LAS ENSEÑANZAS DE MI ABUELO SILVINO (MICRORRELATO)
Mi abuelo Silvino fue siempre, según él decía, hijo de sus padres y de la mar, pues apenas dejó de practicar el gateo e iniciar la insegura verticalidad suya, su padre, pescador de toda la vida se lo llevó a la mar con él dentro de su embarcación. Y debido a esta pronta iniciación, mi abuelo Silvino las siguientes palabras que aprendió a continuación de pare y mare (padre y madre en valenciano), fueron los nombres de los peces y de los arreos de pesca.
Yo no pude seguir sus pasos porque mis padres me lo impidieron. Muy especialmente mi madre, por lo mucho que ella, en compañía de la madre suya, habían sufrido debido a que la mar, cuando se cansa de ser extraordinariamente generosa y se enfada, se queda para siempre con alguno de esos pescadores a los que tanto ha beneficiado.
Con ojos ensoñadores yo lo veía partir en su barquita a motor y perderse en la lejanía azul donde podría disfrutar de la mayor libertad que todavía le queda al hombre (según él me decía) la de no tener más fronteras que el horizonte y no necesitar más pasaporte que contar con el beneplácito del Creador.
Algunos fines de semana, si gozábamos de extraordinaria bonanza climática, y mi abuelo les aseguraba a mis padres que nos alejaríamos muy poco de la costa, ellos me permitían acompañarle.
Para entonces yo vestía ya pantalones largos, mi abuelo me había enseñado a nadar, mis padres me habían enseñado los secretos de la vida, algo que en mis desorientados años de inocencia tanto me habían intrigado y los había mareado con preguntas a este respecto.
Una de aquellas mañanas con mi abuelo, subidos los dos en su barquichuela y rodeados de ondulante y verdoso oleaje por todas partes, descubrimos en la lejanía dos tortugas gigantes. A pesar de tener mi abuelo la vista muy estropeada por soles, vientos y el reverberar del astro rey sobre las olas, las había visto antes que yo.

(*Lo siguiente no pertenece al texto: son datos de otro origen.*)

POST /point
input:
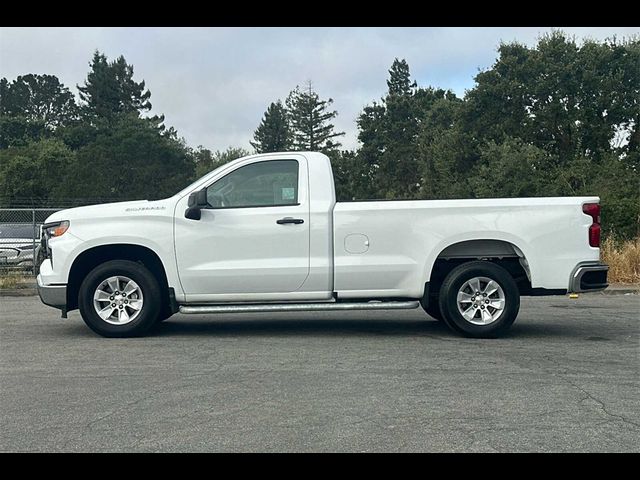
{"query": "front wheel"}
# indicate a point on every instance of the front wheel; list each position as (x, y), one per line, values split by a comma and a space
(479, 299)
(120, 298)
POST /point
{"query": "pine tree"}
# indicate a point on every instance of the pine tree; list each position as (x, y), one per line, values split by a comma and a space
(273, 134)
(399, 82)
(311, 121)
(110, 90)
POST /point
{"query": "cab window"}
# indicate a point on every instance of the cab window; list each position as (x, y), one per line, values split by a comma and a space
(269, 183)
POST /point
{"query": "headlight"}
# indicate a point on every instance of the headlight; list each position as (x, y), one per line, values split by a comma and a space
(55, 229)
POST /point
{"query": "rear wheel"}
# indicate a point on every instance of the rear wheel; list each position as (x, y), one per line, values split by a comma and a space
(119, 298)
(479, 299)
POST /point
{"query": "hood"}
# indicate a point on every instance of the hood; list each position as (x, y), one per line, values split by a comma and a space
(110, 209)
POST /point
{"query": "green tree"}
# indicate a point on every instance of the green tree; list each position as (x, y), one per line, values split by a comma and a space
(131, 160)
(311, 121)
(273, 134)
(34, 174)
(110, 90)
(40, 99)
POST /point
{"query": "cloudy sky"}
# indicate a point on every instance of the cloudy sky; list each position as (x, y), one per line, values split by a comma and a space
(213, 84)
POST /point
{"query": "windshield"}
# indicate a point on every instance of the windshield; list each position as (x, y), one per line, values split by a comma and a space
(19, 230)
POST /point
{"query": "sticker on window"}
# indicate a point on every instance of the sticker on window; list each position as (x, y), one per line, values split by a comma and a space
(288, 193)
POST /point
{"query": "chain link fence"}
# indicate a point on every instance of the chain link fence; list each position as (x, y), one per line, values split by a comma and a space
(20, 234)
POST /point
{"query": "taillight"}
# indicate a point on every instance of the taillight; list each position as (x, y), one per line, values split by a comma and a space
(593, 210)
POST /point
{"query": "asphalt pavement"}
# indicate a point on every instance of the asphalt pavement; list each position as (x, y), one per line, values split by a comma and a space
(566, 378)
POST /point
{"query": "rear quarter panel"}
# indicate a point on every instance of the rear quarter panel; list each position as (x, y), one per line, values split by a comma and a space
(406, 237)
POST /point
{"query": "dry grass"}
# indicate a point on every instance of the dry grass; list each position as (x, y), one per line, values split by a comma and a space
(623, 259)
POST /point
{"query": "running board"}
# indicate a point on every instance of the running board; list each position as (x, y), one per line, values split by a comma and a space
(299, 307)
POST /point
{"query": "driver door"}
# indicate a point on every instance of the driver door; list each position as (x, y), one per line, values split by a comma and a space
(252, 239)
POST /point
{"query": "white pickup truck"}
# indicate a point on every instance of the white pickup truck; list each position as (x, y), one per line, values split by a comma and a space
(265, 233)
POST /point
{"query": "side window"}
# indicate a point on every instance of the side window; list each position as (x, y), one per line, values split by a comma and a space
(262, 184)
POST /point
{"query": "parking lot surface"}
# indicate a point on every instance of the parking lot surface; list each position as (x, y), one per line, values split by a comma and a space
(566, 378)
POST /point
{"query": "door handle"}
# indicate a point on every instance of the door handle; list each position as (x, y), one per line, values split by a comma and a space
(285, 220)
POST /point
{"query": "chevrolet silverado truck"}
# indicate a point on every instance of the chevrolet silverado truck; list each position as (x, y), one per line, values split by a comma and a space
(264, 233)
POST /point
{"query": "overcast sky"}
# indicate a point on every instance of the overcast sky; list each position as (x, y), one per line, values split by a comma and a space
(214, 84)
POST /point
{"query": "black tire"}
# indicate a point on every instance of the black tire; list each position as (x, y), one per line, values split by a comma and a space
(449, 303)
(152, 299)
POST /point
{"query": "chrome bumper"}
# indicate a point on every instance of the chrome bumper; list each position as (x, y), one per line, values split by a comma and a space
(53, 295)
(589, 277)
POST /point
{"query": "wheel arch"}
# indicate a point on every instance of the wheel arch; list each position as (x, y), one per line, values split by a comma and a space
(94, 256)
(504, 252)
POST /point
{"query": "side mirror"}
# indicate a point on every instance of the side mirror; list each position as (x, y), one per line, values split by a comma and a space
(197, 201)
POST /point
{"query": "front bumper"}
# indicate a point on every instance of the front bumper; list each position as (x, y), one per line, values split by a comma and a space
(53, 295)
(589, 277)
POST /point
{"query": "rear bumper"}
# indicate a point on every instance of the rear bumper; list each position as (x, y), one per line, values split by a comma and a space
(52, 295)
(589, 277)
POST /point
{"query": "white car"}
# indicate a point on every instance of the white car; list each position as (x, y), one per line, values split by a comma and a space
(265, 233)
(19, 244)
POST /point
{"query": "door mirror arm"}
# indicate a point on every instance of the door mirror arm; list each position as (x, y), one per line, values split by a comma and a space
(196, 202)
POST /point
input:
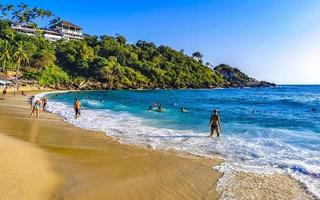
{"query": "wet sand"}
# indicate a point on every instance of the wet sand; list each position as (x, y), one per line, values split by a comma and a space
(64, 162)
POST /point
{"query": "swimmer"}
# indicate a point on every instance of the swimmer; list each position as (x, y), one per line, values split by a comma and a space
(183, 110)
(214, 123)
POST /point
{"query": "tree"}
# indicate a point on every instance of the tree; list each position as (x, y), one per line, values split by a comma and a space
(5, 56)
(197, 55)
(5, 10)
(121, 39)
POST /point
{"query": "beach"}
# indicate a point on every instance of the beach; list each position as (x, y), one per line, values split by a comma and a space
(89, 165)
(66, 162)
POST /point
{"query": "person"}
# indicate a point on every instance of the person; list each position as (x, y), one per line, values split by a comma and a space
(31, 100)
(214, 123)
(183, 109)
(44, 103)
(77, 107)
(36, 108)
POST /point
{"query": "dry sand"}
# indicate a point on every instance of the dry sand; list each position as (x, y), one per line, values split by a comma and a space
(63, 162)
(94, 166)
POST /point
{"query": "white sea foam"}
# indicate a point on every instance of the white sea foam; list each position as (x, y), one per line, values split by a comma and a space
(264, 154)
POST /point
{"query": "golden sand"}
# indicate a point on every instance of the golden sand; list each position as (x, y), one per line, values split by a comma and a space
(96, 167)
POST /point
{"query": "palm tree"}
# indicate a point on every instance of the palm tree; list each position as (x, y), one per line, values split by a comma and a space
(21, 56)
(5, 56)
(5, 10)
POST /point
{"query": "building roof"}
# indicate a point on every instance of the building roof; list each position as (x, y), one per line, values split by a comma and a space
(47, 31)
(65, 23)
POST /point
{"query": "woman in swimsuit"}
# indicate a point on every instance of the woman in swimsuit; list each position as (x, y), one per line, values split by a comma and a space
(214, 123)
(36, 108)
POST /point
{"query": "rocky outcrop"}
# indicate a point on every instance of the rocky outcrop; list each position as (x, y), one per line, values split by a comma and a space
(235, 78)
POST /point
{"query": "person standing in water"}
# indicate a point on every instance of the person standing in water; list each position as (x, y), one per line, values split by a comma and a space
(77, 107)
(214, 123)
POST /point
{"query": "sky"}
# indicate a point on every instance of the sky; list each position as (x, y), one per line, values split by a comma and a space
(272, 40)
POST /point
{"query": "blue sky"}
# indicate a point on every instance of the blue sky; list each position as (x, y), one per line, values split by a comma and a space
(273, 40)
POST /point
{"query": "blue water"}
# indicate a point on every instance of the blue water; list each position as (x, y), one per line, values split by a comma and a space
(269, 128)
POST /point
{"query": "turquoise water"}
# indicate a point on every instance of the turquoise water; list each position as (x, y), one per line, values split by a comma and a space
(263, 128)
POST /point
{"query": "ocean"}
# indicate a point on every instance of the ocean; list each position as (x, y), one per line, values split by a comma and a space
(264, 130)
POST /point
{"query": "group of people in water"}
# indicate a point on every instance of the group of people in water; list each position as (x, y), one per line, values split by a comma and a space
(42, 103)
(158, 108)
(214, 123)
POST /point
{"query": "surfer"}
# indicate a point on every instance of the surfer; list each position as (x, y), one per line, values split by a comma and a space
(214, 123)
(77, 107)
(183, 110)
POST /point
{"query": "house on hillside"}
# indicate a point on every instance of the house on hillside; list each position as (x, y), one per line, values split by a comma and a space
(61, 30)
(68, 30)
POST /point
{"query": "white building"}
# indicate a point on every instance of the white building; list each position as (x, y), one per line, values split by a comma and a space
(68, 30)
(61, 30)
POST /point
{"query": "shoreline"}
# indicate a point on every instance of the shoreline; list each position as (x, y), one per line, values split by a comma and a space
(94, 166)
(239, 185)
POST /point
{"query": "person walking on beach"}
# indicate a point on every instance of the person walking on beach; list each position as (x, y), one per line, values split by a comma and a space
(77, 107)
(36, 108)
(31, 101)
(214, 123)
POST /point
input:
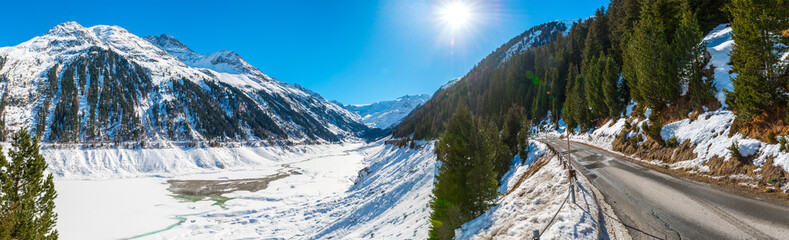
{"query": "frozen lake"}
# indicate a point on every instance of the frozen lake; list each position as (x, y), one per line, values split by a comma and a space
(143, 207)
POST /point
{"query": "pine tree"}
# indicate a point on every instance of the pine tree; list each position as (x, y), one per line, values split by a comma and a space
(593, 75)
(622, 16)
(523, 140)
(756, 26)
(691, 56)
(27, 196)
(466, 180)
(653, 63)
(612, 89)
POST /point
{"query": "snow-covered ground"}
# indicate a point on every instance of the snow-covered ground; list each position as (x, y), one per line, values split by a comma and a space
(530, 202)
(112, 163)
(386, 114)
(331, 197)
(710, 132)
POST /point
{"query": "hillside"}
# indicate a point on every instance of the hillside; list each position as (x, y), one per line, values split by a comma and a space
(103, 84)
(387, 114)
(492, 86)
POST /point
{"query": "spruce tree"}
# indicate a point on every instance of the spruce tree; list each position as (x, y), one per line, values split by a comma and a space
(27, 196)
(756, 26)
(691, 56)
(612, 90)
(593, 75)
(653, 63)
(523, 140)
(466, 180)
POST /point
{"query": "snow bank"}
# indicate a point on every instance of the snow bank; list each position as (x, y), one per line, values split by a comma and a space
(719, 44)
(346, 192)
(114, 163)
(532, 204)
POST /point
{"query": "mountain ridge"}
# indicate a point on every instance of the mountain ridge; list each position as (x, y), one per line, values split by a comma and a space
(104, 84)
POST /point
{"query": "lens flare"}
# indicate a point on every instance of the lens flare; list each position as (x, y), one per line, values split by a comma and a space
(456, 14)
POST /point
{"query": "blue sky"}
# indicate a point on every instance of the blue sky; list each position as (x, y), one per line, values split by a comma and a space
(351, 51)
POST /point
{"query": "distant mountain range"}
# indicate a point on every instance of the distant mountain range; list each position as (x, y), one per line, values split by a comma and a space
(104, 84)
(386, 114)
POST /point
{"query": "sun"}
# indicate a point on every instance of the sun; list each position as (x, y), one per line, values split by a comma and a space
(456, 14)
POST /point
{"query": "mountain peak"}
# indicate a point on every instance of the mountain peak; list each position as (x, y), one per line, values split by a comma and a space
(168, 43)
(67, 28)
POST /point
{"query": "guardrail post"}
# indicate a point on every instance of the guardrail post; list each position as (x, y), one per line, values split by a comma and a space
(572, 185)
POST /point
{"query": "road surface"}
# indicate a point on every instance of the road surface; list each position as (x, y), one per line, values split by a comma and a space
(654, 205)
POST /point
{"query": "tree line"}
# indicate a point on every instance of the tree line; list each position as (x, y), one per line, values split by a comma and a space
(647, 52)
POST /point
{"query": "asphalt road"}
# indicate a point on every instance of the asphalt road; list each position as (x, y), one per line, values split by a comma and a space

—¿Quieres verlas más de cerca?
Yo conservaba todavía muy activa la facilidad de ilusionarme y le dije inmediatamente:
—Claro que quiero verlas, abuelo. Esto es algo que no se presenta todos los días.
—Pues hazte cargo del timón —me invitó, para emocionante deleite mío.
Ocupé su puesto. Con temblores de emoción conduje la pequeña embarcación hacia donde se hallaban los dos quelonios. Llegando ya junto a ellos mi abuelo me aconsejó:
—Reduce la velocidad y mantente paralelo a ellas. A ver si tenemos suerte y se mantienen en la superficie, pues son tortugas verdes y pueden bajar varios cientos de metros de profundidad, si así lo quieren.
—¿Cuántas clases de tortugas hay, abuelo?
—Marinas siete y las más perseguidas de todas las carey, por su bello caparazón. Y como no hagan algo para protegerlas puede que acaben, en pocos años con todas ellas los pescadores furtivos.
—Son enormes, abuelo —dije admirado.
—Sí la mayor de ellas debe medir cerco de metro y medio.
—Si son pareja, esa mayor debe ser el macho, ¿no?
—Si son pareja la mayor será la hembra.
—Yo pensaba todo lo contrario —dije admirado—. Qué comen, abuelo, ¿peces?
—Suelen ser herbívoras. Comen algas marinas y pastos marinos. Algunas he visto comer medusas.
Y entonces, para desencanto mío, que no las perdía un instante de vista se hundieron y no pudimos observarlas más. Y yo le hice a mi abuelo una pregunta que llevaba tiempo anclada en mi mente:
—Abuelo, las tortugas macho tienen oculto su pene todo el tiempo, ¿cómo puedo saber si una tortuga es un macho o es una hembra, si no forman una pareja?
—Muy fácilmente, xiquet —(me llamó niño hasta el último día de su longeva existencia)—. En la hembra el estómago es bastante más abultado, para que pueda contener los huevos. Huevos que por cierto, si algo no lo impide desovará en la playa donde nació.
Me ha venido a la memoria este entrañable recuerdo, ya lejano, viendo en la feria como unos niños conseguían el premio de una tortuga en un tenderete. Y deseé, lo que seguramente no harían con ellas aquellos pequeños, dejarlas libres en un lugar donde pudiesen vivir su vida en libertad, algo a lo que tienen derecho todos los seres vivos, aunque haya tantos humanos que sin derecho alguno para ello, se creen dueños de cuanto existe.